Впереди замаячил свет, и быстрые шаги, перешедшие в бег, вывели под бездонные сияющие небеса. Я вдохнула полной грудью, раскинула руки, и, ослепленная ярким светом, зажмурилась. Соленый ветер весело, дергая то за рукав, то за волосы, легонько хлопая по щекам и шкодливо прихватывая за руки, приветствовал меня, на разные лады рассыпался новостями, гомонил и перебивал сам себя, захлебываясь свободой. О, это ощущение, эта жажда приволья! О, сколько бы можно было отдать, оказывается! За это волнение трав, за эти вздохи земли под ногами, за эту песнь моря, за этот шепот в кронах деревьев! Взмыть бы к редким перьев облаков, рухнуть в запредельный прозрачный холод вышины, рассыпаться миллионами капель дождя, склониться к горизонту созвездием сплоченных звезд. Что держит? Сделай шаг к обрыву, раскинь крылья, глотни до помрачения сознания воздуха, разбейся кружевной пеной об обломки поседевших скал.
Что держит?
Вопль раненного зверя разодрал глотку, разнесся во все стороны.
— Куда же я? Как же я… это нечестно…
Нечестно, да, это так нечестно. Ветер подхватил и поспешил прочь, чтобы поделиться с волнами — мол, взгляните на нее, что она ожидала? Да, нечестно, и куда ей, как ей, а?
Догадки стали правдой, земля была островом, свобода — миражом.
Я обернулась: дремало массивное строение, ни о чем не беспокоясь. Кто сможет вырваться из его лап?

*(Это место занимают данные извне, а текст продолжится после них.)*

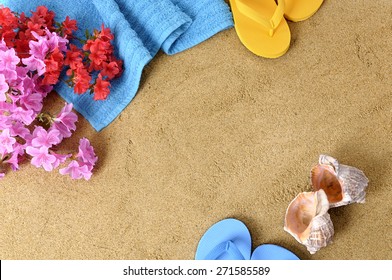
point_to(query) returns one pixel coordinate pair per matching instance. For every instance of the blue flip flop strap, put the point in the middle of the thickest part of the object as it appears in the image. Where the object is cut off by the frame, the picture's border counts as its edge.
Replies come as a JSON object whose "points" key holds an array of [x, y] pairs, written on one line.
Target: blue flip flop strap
{"points": [[227, 247]]}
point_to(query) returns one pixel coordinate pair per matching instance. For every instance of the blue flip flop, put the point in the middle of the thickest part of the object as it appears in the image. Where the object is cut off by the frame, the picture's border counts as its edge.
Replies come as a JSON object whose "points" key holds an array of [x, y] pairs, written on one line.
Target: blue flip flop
{"points": [[272, 252], [228, 239]]}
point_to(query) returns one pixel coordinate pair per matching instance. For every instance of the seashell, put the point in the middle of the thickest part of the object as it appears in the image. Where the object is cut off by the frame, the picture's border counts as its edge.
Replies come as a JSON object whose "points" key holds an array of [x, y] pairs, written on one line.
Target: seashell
{"points": [[308, 221], [343, 184]]}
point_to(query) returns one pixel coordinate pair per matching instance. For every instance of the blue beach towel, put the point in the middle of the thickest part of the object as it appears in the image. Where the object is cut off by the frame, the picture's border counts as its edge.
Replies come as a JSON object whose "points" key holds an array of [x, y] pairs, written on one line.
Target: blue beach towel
{"points": [[141, 28]]}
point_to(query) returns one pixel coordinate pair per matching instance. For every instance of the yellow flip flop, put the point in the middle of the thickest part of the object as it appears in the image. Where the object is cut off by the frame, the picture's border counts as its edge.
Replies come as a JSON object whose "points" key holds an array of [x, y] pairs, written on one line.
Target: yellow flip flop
{"points": [[298, 10], [261, 26]]}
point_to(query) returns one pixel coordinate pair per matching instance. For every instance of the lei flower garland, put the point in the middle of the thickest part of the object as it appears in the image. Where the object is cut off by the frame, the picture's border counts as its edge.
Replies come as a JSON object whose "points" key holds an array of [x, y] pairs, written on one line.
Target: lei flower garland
{"points": [[33, 52]]}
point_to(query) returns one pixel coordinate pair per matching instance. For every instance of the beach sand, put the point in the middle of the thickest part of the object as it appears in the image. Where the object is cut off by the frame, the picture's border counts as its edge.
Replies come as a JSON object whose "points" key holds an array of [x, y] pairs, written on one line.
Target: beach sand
{"points": [[217, 132]]}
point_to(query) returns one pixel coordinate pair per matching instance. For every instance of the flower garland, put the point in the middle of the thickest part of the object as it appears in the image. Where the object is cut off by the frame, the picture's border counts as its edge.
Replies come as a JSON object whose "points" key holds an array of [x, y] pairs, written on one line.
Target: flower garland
{"points": [[33, 53]]}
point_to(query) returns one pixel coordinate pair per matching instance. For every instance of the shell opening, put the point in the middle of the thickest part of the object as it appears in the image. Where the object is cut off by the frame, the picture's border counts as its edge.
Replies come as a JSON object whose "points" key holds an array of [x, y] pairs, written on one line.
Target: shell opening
{"points": [[323, 177]]}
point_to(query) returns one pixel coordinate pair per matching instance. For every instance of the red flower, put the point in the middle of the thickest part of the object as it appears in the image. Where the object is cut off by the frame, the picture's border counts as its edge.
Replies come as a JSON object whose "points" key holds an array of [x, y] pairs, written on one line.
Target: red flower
{"points": [[54, 64], [42, 16], [73, 57], [101, 88], [82, 80]]}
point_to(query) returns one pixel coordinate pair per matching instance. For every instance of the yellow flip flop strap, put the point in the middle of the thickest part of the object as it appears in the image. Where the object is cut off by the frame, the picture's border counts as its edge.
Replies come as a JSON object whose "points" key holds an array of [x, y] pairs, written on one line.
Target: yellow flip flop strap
{"points": [[269, 24]]}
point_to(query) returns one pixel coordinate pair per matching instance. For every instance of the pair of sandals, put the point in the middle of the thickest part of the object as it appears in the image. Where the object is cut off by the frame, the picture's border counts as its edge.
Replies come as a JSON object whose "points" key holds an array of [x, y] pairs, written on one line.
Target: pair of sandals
{"points": [[261, 24], [230, 239]]}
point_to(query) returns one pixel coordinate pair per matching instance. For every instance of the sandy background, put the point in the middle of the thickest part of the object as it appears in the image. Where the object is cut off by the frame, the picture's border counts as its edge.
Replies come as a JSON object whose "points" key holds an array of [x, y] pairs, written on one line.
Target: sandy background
{"points": [[217, 132]]}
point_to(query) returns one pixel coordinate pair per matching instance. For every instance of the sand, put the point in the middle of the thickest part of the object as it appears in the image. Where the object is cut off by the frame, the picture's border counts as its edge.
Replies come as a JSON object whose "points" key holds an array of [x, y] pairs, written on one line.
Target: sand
{"points": [[217, 132]]}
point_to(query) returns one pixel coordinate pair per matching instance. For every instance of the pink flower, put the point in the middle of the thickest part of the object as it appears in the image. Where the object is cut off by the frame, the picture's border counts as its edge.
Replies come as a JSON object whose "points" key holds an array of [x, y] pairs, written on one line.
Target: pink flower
{"points": [[56, 41], [76, 171], [18, 129], [8, 60], [33, 63], [39, 48], [22, 115], [43, 138], [6, 142], [41, 157], [3, 88], [32, 101], [65, 121], [86, 152]]}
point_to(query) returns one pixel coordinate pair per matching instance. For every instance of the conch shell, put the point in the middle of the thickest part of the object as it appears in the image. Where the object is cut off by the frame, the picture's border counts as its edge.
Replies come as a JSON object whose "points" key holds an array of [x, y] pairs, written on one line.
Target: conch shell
{"points": [[308, 221], [343, 184]]}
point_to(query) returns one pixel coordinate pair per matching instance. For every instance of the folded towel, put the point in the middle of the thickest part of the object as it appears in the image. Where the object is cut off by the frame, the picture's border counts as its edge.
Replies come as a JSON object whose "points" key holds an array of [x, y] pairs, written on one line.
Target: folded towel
{"points": [[141, 28]]}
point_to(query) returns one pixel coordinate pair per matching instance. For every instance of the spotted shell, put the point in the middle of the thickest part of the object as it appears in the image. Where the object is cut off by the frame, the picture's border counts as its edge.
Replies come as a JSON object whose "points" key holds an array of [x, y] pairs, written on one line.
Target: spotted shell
{"points": [[343, 184], [308, 221]]}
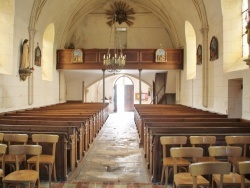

— Будь ты проклят, твою мать! Чтоб ты сдох, Арвелл Рутхел! — Крик наполнил мой рот особой, ни с чем не сравнимой сладостью, сводящей мышцы и едва не выворачивающей челюсти. И плевать, что разноглазый может быть таким же невольником. Нет, он не невольник. Он — чудовище, поселившееся в сердце каменной твердыни, он — маньяк и похититель с истлевшим рассудком. Он — главный злодей этой пьесы.